I read with interest the research report by Weiner et al.1 that PCPs experience moderate or extreme stress in caring for complex patients, particularly due to unmet social and financial needs. They conclude by advocating for “implementing interventions to address patients’ unmet needs.”

As a PM&R doctor with 30 years of experience caring for complex patients, the findings resonate. I also fear that the report does not go far enough and could have unintended consequences of further marginalizing an already marginalized population. The problem is not the patient but the healthcare system.

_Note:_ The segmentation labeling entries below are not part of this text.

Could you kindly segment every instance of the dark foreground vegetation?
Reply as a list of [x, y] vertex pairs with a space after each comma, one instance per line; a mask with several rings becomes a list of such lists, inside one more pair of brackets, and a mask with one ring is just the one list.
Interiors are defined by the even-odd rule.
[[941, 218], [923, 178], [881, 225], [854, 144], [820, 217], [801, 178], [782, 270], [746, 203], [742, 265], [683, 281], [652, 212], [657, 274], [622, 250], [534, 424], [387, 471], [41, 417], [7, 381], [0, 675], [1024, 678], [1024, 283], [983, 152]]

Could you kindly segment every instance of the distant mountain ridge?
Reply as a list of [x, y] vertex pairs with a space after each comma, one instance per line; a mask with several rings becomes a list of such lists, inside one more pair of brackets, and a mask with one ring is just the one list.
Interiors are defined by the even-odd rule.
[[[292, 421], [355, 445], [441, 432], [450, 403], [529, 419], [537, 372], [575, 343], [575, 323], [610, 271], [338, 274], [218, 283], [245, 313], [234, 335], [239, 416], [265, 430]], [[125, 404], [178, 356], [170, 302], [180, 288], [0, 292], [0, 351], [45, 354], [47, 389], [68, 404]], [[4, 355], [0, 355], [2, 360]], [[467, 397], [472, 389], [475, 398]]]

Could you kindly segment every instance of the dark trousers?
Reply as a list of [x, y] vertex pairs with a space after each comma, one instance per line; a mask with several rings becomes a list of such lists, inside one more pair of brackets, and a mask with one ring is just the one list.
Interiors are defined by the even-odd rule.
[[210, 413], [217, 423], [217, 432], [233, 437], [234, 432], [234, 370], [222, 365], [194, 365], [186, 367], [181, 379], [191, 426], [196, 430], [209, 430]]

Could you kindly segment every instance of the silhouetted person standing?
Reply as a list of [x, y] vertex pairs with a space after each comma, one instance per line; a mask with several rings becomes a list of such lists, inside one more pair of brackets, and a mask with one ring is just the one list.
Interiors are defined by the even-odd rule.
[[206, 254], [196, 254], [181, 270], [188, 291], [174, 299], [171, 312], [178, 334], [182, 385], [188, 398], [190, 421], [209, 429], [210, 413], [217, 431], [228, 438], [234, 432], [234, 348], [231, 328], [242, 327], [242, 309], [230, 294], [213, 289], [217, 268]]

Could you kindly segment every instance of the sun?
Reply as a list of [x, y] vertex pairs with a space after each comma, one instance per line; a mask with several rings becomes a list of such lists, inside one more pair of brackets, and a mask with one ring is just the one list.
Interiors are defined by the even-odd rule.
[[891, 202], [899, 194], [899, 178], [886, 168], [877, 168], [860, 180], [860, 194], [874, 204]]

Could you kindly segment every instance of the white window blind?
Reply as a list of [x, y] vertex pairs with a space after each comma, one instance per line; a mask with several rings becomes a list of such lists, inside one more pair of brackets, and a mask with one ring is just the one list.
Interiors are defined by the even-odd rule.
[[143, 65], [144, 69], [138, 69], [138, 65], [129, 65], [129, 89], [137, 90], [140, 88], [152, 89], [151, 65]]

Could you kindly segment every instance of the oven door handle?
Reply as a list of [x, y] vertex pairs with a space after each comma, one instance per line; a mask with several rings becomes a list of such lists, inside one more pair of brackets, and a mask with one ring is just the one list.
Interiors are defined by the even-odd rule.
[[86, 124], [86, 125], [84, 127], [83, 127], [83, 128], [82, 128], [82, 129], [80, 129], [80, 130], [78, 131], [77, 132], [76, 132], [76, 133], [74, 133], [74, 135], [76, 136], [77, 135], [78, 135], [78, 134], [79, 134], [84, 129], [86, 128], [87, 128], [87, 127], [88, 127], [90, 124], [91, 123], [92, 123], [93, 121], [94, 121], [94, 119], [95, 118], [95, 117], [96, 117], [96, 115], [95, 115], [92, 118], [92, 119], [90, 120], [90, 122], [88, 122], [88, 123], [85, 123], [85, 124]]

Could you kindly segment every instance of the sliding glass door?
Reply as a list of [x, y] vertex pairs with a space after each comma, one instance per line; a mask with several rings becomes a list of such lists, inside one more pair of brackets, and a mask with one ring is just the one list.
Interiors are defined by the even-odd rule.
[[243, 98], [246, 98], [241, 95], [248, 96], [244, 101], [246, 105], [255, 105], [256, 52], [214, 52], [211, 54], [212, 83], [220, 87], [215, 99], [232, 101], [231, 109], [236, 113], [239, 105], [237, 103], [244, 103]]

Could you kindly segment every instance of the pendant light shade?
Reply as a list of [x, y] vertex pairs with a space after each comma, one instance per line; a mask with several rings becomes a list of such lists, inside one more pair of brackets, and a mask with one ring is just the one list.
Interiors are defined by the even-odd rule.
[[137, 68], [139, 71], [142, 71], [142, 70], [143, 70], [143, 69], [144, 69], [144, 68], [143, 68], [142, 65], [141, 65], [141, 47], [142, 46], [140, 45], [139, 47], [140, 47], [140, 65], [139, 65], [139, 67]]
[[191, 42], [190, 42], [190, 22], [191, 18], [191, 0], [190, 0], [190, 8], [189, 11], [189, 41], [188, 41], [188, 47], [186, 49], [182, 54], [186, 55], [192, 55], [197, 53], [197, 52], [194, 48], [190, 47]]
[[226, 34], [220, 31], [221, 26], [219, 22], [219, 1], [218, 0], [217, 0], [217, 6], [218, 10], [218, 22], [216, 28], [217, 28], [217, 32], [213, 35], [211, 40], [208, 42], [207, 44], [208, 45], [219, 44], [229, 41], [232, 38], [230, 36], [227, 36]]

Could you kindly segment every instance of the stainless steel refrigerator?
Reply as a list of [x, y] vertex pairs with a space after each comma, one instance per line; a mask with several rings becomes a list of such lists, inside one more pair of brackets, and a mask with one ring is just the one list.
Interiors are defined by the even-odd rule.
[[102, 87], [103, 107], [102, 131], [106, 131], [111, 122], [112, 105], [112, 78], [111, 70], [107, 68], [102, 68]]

Complex patients, as “people whose combinations of medical, behavioral health, and social challenges result in extreme patterns of healthcare utilization and cost,”2 are not going away. A disproportionate number have publicly funded insurance. Many are people with disabilities. The cost of NOT addressing the problem is also great.

I would suggest reframing the clinician experience from stress to “moral injury,” or being “unable to provide high-quality care and healing in the context of health care.”3 Many practices discourage accepting these patients due to poor reimbursement; interdisciplinary teams and resources required; lack of knowledge and training, and sense of futility. Complex care patients are “hot potatoes,” bouncing around, belonging nowhere.

But the onus should not be on the individual clinician to fix the problem, nor should the patient be blamed. These are structural problems that require structural solutions. Structural competency “calls on healthcare providers not only to recognize how institutions, markets, or healthcare delivery systems shape symptom presentations but also to mobilize for correction of health and wealth inequalities in society.”4 There are meaningful solutions being developed that require a societal and organizational commitment.5 It is time to hold them accountable.